By Development Officer,
GenerationR is now developing to help young people understand the concepts that surround fair tests of treatments – that is how we make fair comparisons, how we eliminate bias (that’s favouritism towards one treatment), and how we place people into groups in studies, among other things. GenerationR hopes to do so by evaluating and developing educational material for young people and teachers to use in the classroom, as part of critical thinking and general knowledge.
Myself and a member of a Young Person’s Advisory Group, Esme, went on a short trip to Oslo in July to help improve the usability of a questionnaire that will be used to test whether young people using the educational material have a better knowledge than before of the concepts that are required to understand whether a treatment claim is reliable or unreliable, and whether a treatment has been compared fairly to another (or a placebo – control). The questionnaire has a set of 200 questions, which are now being narrowed down by the Norway team to a much smaller set (24 for children).

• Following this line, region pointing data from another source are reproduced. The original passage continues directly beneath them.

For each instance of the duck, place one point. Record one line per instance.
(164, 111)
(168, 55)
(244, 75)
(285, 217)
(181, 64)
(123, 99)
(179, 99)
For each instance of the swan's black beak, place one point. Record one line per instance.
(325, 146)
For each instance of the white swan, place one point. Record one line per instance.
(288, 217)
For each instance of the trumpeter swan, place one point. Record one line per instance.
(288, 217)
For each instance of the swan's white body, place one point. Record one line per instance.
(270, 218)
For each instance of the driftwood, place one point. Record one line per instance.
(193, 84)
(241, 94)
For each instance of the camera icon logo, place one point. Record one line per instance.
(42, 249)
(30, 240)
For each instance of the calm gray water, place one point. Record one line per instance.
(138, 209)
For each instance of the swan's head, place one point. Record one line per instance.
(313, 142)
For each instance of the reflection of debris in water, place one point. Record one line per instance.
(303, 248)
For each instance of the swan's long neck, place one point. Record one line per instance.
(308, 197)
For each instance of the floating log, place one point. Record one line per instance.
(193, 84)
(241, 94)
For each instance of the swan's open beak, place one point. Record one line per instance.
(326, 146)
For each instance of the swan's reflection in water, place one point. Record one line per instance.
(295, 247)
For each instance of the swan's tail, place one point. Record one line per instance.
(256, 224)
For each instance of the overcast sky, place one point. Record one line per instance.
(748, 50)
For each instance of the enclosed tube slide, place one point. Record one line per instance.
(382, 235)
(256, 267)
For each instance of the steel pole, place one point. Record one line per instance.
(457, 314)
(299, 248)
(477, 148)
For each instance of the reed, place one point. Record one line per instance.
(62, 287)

A set of 24 questions will be given to them before and after the intervention – the intervention being the educational material. This educational material is being piloted in Ugandan children to start with, and hopefully, if successful it is something that can be evaluated for school children here in the UK.
The educational material is a work book for children (still in progress) and a teaching guide. The workbook is essentially like a comic book, telling a story and raising important questions about why and how we carry out fair tests. At the end of each chapter are exercises that should help the children to put what they read into practice. It also contains a parrot, called prattle, who often attempts to confuse the children in the story by giving them unreliable information. The book is currently undergoing some final design alterations. Next year, they aim to do a randomised controlled trial of the material so that some Ugandan children are taught using the book, and other children are not given the material. The aim of the book is to improve knowledge about fair tests of treatments and hope young people can make more well-informed decisions with their families about their health. We look forward to hearing how it all goes!